Obzwar im Innersten aufgestürmt und empört, wußte er sich zu zwingen und zu stimmen, um gemessenen Tones die Törin zu fragen:

»Brunhild, ist das Ihr letztes Wort?«

»Ja.«

Ohne Heftigkeit, aber fest faßte er ihre Hand und zog sie ans Fenster.

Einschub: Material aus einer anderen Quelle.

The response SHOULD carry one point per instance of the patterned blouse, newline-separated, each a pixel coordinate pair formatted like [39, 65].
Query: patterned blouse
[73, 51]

»Fräulein von Hohenauf, sehen Sie dort drüben am Scheitel des Schreckhorns die zwei so nahe beisammenhängenden und doch ewig getrennten Schneewolken?«

»Was soll das, mein Herr?«

»Das Volk nennt die beiden Schneeflocken dort die zwei verdammten Seelen und erzählt eine schaurige Sage von ihnen. Sehen Sie genau hin! Das Bild unserer Zukunft steht vor Ihren Augen.«

»Sie dichten, mein Herr.«

»Nein, ich prophezeie. Wir werden als zwei verdammte Seelen nebeneinander stehen, und doch hätten wir mitsammen zwei selige sein können. Sie hätten mich – o, mit wie wenig Mühe! zum glücklichsten Manne gemacht und ich, für welchen Frauen, so schön wie Sie, das Leben und mehr als das Leben hingegeben hätten, ich würde Sie wie eine Mutter geehrt, wie eine Schwester beschützt, wie eine Tochter behütet und wie eine Geliebte geliebt haben. – Vorbei!«

Er ließ ihre Hand los, trat zurück und sagte noch mit einer tiefen Verbeugung: »Ich habe die Ehre, Ihnen eine gute Nacht zu wünschen. Morgen werde ich Ihnen meine Ansichten mitteilen und die Ihrigen entgegennehmen, wie wir unser Nebeneinanderleben möglichst wenig unbehaglich einrichten können. Für heute nur noch dies eine: Fräulein Brunhild von Hohenauf, Sie haben mich einen Käufer, Ihren Käufer, gescholten. Wohlan, jetzt und immer verschmäht der Käufer, über die Ware zu verfügen.«

Damit ging er, und als er gegangen, brach ihre Stärke, ihr Stolz, ihr Wahnwitz doch zusammen. Vernichtet sank sie auf einen Stuhl, und die unnatürliche, ja frevelhafte Gespanntheit ihres Wesens suchte und fand einen vulkanisch-heftigen Ausbruch in krampfhaftem Schluchzen.